Trois années se sont écoulées depuis la sortie du premier album de Janelle Monáe, The ArchAndroid, quatre depuis la sortie de son véritable premier maxi The Chase Suite. Celle qui fut autrefois la protégée des membres d’Outkast a su s’effacer pour laisser place "à la personne sans peur qu’elle a toujours rêvé d’être". Autrement dit un robot !
Car depuis sa toute première "suite" (comprise dans The Chase Suite), elle a enfilé les costumes tuxedos cintrés qui font son style et la peau métallique de son alias Cindy Mayweather. Un robot qui a eu la malencontreuse idée de tomber amoureux d’un être humain, dans un monde où cela est formellement interdit.
Dès lors, et à juste titre, la chanteuse atteint un zénith improbable et avec son savant mélange de électro be-bop éclectique étend son ombre – bienfaitrice – sur toute une génération de chanteurs et chanteuses r’n’b, qui émergent dès 2011. Parmi lesquelles Frank Ocean, Esperanza Spalding, The Weeknd, Miguel, Autre Ne Veut ou encore Solange. Sans compter qu’elle fut carrément adouber par celui avec lequel elle partage tant et plus au niveau de la musique, Prince, en reprenant en live (et devant lui s’il vous plaît) le titre "Let’s Go Crazy". Performance réussie, puisqu’elle lui arracha un sourire, chose pratiquement improbable et impossible de la part de Prince quand il est question de reprendre (ou d’oser) toucher son répertoire.
Et justement ! Ce nouvel opus, The Electric Lady s’ouvre sur le très bien nommé "Givin’ Em What They Love" en duo avec ce même Prince. Inutile de vous dire que la chanson passe carrément pour un adoubement !
Plus mature, plus diversifié et ciselé avec des outils dorés, The Electric Lady s’offre à l’oreille avec toutes les promesses que son titre sous-entend. Une collection de 14 titres, 3 interludes (une radio pour/pro robot, rafraîchissante) et de 2 "Overture" qui comme d’habitude avec Janelle, permettent de diviser l’album en deux parties et de l’insérer dans la suite logique de ses précédentes sorties.
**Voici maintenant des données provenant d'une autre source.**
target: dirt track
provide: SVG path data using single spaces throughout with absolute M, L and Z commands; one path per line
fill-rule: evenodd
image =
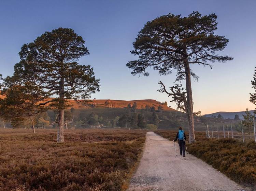
M 191 155 L 178 156 L 173 143 L 147 133 L 144 151 L 128 191 L 244 190 L 226 176 Z

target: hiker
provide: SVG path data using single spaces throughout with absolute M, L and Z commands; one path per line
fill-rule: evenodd
M 181 127 L 179 128 L 179 132 L 177 133 L 176 137 L 175 139 L 173 140 L 173 142 L 175 142 L 178 139 L 178 143 L 179 145 L 180 146 L 180 151 L 181 155 L 182 155 L 183 154 L 183 156 L 185 156 L 185 140 L 186 140 L 186 135 L 185 132 L 182 130 L 182 127 Z

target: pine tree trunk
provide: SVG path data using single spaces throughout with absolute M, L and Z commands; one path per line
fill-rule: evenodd
M 58 128 L 57 135 L 57 142 L 63 142 L 64 140 L 64 109 L 63 109 L 64 106 L 65 99 L 64 92 L 64 79 L 61 77 L 59 86 L 59 106 L 60 107 L 59 110 L 59 117 L 58 119 Z M 80 102 L 81 103 L 81 102 Z
M 35 124 L 34 123 L 34 121 L 32 120 L 32 129 L 33 129 L 33 132 L 35 133 Z
M 192 143 L 196 141 L 194 129 L 194 114 L 193 111 L 193 100 L 192 98 L 191 79 L 189 65 L 187 59 L 185 58 L 184 66 L 186 73 L 186 87 L 187 91 L 187 116 L 188 120 L 188 136 L 189 142 Z
M 57 135 L 57 142 L 64 142 L 64 109 L 59 110 L 59 117 L 58 119 L 58 129 Z
M 72 124 L 73 124 L 73 121 L 74 121 L 74 113 L 72 113 L 72 122 L 71 122 Z

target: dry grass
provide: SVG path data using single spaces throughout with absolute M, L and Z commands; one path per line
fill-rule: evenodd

La suite numéro IV est une première partie tout en grandeur, puisque comme précisé plus tôt, c’est Prince qui accompagne la chanteuse sur un titre évoquant sans aucune difficulté l’attitude sexy, féroce et pourtant nonchalante de nos deux artistes. Alors que les non moins efficaces "Q.U.E.E.N." et "The Electric Lady" en duo avec respectivement Erykah Badu et Solange s’échinent l’un l’autre a prouvé la versatilité de Janelle, à l’aise sur des productions hip-hop autant que sur des sons plus pop/rock, à la manière du très efficace "Dance Apocalyptic" ! Quand le titre avec Miguel ("Primetime") s’impose comme une balade haute perchée – ou peu s’en faut – sur laquelle les deux voix s’illustrent avec une facilité déconcertante, réemployant les canons du genre, les rendant tolérables à ceux qui n’y entendaient jadis que des paroles mièvres (genre Mariah Carey, j’assume !).
A l’opposé la seconde partie n’aligne qu’une seule collaboration, non des moindres puisque c’est en compagnie de la chanteuse et compositrice de jazz, Esperanza Spalding. Ensemble, elles rendent hommage à l’une des premières actrices noires américaines de renom : Dorothy Dandridge.
Seconde suite (la Ve dans sa discographie) qui conduit la chanteuse et son alias robotique à se pencher plus en avant sur une introspection et sur les femmes qui ont marqué l’artiste. Dorothy Dandridge donc, mais aussi Sally Ride, clin d’œil évident à l’astronaute américaine, ou encore le titre "Ghetto Woman" qui se veut être une chanson vantant le courage des femmes qui ont la vie dure. Pour autant, et c’est là l’atout principal de la chanteuse, chacune de ses créations et clins d’œil s’imbriquent les unes dans les autres pour former une fresque musicale dont Janelle est le héros.
C’est donc un retour tout en grandeur et en finesse pour celle qui en à peine 3 années a su devenir une pièce maîtresse de toute audiothèque digne de ce nom. Et c’est avec plaisir que l’on constate que la chanteuse, malgré une notoriété bien méritée et une avalanche de duo ses deux dernières années passées, n’a pas perdu ni de sa verve, ni de sa créativité. Tout au contraire, avec The Electric Lady, elle signe peut-être l’un des albums les plus cohérents, sinon le plus réussi de l’année 2013.